There’s also the Health Justice Clinic, where LL.M. candidates assist low-income clients with HIV and cancer in legal matters including access to social security and private disability benefits, end-of-life documents such as wills, powers-of-attorney, and claims relating to insurance, privacy, and discrimination.

“The clinical program is a centerpiece of the Law School’s commitment to public service, particularly to those who are marginalized and stigmatized,” says Kobelev. “All Duke Law clinics serve clients who would otherwise not have access to legal counsel due to cost.”

Putting the theory into practice

Georgetown Law in Washington D.C. has 19 distinct clinics, which each provide students with the opportunity to learn the practical art of lawyering while providing legal representation to under-represented individuals and organizations. More than 300 students participate in a clinic annually, including some LL.M. candidates.

"Our clinics are designed primarily for our J.D. students, but every year several LL.M. students play important roles as clinic fellows, using expertise they already have while further developing their skills and experience," says Patrick Griffith, Assistant Dean for Clinical Programs.

All of those clinics focus on social issues in one way or another. “The organizing principle of all our clinics is the social justice mission. It really goes back to the 1970s when young lawyers and professors were trying to fill a gap in representation. What faculty quickly learnt was there was a robust learning opportunity for students to put the theory, the law, into practice. And being able to reflect on that,” he explains.

Among the 19 clinics at Georgetown Law is the Domestic Violence Clinic, where students represent the victims of intimate abuse in civil protection order cases in the D.C. Superior Court.
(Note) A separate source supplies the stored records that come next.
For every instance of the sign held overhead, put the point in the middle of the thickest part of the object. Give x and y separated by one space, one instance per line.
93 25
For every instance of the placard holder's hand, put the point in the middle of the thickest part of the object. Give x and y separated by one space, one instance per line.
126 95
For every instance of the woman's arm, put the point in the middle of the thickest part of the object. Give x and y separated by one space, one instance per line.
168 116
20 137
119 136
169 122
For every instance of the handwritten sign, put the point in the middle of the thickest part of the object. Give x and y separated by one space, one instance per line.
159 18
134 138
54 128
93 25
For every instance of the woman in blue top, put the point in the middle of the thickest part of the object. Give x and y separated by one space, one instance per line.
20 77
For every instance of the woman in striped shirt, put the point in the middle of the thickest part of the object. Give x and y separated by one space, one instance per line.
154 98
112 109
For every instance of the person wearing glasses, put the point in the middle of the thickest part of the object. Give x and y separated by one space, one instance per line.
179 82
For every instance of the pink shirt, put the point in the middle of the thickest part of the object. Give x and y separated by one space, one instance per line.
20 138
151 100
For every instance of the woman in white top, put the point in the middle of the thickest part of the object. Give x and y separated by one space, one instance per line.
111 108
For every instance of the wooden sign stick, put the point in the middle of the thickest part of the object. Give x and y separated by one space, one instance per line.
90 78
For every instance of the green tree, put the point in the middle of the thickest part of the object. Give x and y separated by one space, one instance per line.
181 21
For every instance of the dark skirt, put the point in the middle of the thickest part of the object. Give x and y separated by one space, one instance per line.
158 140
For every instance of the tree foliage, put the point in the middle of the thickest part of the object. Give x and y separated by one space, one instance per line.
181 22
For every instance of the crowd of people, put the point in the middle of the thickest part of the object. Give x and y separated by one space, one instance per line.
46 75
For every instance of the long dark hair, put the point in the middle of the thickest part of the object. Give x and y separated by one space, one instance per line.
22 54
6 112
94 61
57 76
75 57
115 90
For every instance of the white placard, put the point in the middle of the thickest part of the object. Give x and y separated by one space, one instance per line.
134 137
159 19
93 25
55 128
Through these projects, the candidates learn to engage in client-centered advocacy, develop strong trial and negotiation skills, obtain a thorough understanding of family, criminal, and poverty law, and provide representation in an area of substantial community need.

“For most students it’s the capstone experience; they learn the theory and start to apply it. They are real cases with real consequences — that is a different kind of experience to what you get in the classroom,” says Griffith.

The key challenge for LL.M. candidates is time management. “Student-attorneys in our clinics tend to become very passionate about the work they do, and highly invested in the outcome. For that reason, clinic participation may become the focal point of their semester, so time management may be a challenge for some,” says Duke Law’s Kobelev.

Also, cases don’t always work out the way they hope. “Motions can be unsuccessful, appeals lost, and cases dismissed – often for reasons unrelated to the quality of their work,” Kobelev says. “With the support of clinic instructors, students learn to cope with the inevitable disappointments of legal practice. Perhaps most important, clinic participants learn to ever, never, never give up.”